3D-printed drones: The future of warfare?
It’s like learning about the newest celebrity couple. The only difference is that you won’t read about this development in the tabloids. The United States didn’t really need any more incentive to outdo other countries in military technology, but 3D printing is an attractive avenue to further enhance our growing preference for drone warfare. It’ll be a few years before a printer can churn out MQ-9 Reaper Drone parts lickety-split with the press of a button, but progress is underway.
This push comes from a growing unmanned aircraft arms race between countries. It’s not just the US that loves its flying death-bots, so the faster and easier we can produce them, the better.
Ben FitzGerald, the Director of the Technology and National Security Program at the Center for a New American Security had this to say about a recently released report called “Process Over Platforms: A Paradigm Shift in Acquisition Through Advanced Manufacturing:”
“It is broken down as follows, instead of creating costly manned aircraft in small amounts, the defense department might be able to build thousands of custom drones with the assistance of 3D printed parts, through the use of automatic assembly lines, which are on at all hours of the day.”
The title of the report is a mouthful, but it basically says that the US military wants to rely more heavily on a strategy of drone warfare, and 3D printing might be the solution to a speedy “army” ready to deploy at the click of a button.
Thankfully, the marriage between drones and 3D printing isn’t all about war. “Amazon Prime Air” catapulted innocuous drones for civilians to the front pages a few months ago. Businesses like Amazon can benefit from a method of drone-production that can quickly replace downed delivery-bots and also increase the fleet.
The common folk can also print drones. A website titled “DIY Drones” offers instructions on how to print drone parts with consumer 3D printers. A Kickstarter project called Hex is a 3D printed and customizable smartphone-controlled drone for the RC enthusiast in all of us.
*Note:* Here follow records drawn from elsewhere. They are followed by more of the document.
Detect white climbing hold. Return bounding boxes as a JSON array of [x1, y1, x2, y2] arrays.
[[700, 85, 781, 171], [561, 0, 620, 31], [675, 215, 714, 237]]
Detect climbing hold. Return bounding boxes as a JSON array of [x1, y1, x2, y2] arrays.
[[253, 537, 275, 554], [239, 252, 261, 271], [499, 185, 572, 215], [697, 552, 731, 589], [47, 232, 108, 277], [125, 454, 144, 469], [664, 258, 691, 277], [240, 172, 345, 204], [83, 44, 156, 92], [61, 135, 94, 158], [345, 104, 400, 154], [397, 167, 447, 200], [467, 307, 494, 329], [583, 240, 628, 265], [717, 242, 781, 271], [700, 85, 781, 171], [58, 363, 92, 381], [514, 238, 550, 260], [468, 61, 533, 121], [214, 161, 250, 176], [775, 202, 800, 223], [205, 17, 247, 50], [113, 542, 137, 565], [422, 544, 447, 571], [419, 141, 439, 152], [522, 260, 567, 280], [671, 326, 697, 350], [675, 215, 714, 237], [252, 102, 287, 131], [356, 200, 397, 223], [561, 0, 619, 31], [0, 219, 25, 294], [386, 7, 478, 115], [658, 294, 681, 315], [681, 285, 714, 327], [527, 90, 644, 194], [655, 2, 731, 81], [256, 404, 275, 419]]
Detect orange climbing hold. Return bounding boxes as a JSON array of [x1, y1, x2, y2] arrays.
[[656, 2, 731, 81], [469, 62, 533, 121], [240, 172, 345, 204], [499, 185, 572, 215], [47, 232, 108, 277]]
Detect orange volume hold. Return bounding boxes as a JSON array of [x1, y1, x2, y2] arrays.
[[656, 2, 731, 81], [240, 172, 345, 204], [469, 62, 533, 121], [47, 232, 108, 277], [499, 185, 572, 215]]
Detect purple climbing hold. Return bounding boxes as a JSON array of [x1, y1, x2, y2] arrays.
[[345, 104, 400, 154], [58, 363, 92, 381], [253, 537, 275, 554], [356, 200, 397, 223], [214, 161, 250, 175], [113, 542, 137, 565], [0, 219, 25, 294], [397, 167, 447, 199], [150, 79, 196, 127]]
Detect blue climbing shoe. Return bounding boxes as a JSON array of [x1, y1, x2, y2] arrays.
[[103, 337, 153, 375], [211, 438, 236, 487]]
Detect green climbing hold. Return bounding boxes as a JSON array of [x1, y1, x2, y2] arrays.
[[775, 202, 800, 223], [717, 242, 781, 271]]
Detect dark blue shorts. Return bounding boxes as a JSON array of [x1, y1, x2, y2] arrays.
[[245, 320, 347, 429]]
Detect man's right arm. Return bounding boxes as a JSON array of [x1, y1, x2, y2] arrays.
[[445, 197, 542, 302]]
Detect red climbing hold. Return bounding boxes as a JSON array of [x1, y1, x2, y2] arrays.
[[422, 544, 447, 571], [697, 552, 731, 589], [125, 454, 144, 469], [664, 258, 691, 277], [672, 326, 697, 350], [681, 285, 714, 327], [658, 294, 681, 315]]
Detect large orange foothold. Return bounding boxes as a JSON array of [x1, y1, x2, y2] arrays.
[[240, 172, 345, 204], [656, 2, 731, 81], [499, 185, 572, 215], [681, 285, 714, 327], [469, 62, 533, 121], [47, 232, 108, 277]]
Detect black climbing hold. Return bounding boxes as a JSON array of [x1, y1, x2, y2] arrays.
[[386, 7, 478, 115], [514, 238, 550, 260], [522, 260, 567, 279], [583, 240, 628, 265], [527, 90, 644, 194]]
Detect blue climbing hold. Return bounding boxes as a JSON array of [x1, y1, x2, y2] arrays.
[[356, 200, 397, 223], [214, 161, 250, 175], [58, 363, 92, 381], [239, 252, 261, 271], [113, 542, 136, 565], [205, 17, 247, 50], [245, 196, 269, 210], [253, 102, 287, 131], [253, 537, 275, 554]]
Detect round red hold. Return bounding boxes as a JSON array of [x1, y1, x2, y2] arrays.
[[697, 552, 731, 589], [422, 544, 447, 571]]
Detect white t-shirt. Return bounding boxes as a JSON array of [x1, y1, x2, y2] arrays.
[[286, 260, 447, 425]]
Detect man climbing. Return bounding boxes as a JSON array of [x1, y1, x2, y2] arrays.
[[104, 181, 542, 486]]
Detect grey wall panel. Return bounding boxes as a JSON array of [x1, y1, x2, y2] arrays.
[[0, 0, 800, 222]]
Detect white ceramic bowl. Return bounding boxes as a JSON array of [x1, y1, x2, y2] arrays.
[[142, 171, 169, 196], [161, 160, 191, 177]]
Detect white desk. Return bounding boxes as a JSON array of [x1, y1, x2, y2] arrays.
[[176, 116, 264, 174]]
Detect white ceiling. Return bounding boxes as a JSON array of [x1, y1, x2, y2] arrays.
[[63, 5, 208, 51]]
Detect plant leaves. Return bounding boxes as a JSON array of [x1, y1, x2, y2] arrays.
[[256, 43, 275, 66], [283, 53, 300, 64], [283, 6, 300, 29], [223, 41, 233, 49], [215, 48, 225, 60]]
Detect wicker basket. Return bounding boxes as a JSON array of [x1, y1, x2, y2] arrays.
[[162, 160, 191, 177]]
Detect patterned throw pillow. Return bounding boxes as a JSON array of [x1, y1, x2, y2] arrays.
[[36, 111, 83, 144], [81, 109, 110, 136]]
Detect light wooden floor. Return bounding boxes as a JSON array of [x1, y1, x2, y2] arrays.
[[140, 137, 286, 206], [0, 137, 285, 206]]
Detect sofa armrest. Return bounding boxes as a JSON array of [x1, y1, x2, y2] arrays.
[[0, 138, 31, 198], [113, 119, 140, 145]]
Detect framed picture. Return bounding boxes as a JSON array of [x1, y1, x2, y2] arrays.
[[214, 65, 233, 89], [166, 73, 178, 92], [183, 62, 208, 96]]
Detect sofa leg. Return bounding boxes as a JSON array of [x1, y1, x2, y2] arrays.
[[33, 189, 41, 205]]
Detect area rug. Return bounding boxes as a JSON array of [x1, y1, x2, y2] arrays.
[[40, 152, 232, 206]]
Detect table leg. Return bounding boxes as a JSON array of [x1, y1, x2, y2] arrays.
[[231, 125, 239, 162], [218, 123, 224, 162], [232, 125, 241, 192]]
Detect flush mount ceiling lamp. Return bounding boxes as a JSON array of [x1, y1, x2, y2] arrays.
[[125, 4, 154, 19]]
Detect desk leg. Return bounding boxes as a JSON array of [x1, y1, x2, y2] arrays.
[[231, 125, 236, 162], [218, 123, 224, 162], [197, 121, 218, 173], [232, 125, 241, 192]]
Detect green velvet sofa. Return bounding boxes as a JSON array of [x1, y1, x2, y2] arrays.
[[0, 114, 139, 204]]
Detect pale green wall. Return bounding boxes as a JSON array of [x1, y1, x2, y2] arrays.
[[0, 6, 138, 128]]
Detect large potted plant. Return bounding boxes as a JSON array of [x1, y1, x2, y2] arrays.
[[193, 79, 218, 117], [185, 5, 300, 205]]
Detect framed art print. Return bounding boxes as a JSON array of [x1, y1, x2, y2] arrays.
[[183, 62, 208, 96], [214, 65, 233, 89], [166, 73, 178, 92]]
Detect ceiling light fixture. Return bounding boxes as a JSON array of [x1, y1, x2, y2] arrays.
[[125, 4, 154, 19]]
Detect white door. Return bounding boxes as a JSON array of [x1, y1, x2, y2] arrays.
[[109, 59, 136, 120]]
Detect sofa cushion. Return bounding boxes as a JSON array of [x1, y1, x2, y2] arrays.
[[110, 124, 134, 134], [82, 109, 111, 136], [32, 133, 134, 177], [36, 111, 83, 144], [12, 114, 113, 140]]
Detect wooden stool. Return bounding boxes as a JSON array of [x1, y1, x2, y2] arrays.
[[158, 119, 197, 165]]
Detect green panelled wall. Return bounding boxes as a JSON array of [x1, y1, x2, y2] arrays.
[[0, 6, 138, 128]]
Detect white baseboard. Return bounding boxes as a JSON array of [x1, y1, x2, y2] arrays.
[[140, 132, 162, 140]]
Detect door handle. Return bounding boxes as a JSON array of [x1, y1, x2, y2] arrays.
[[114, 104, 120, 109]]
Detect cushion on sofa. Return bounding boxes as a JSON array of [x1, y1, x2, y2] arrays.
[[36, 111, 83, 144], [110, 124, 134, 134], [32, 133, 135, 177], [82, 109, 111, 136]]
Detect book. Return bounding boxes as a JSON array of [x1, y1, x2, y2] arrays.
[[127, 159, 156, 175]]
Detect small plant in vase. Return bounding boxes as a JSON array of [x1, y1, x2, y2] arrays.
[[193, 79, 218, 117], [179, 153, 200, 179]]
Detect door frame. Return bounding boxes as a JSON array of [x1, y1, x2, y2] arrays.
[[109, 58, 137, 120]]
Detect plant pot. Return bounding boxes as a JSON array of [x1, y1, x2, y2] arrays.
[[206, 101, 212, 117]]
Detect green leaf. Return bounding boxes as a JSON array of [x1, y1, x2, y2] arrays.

These consumer developments are especially noteworthy. They’re like an updated version of Legos, and who doesn’t love to play with those? Kids (and adults!) can flex their aviation muscles with mini drones like these leading to another realm of creativity and hands-on learning about engineering and new technology. I for one, would much rather see a focus on Kickstarter projects like Hex than a military push for more developments in warfare.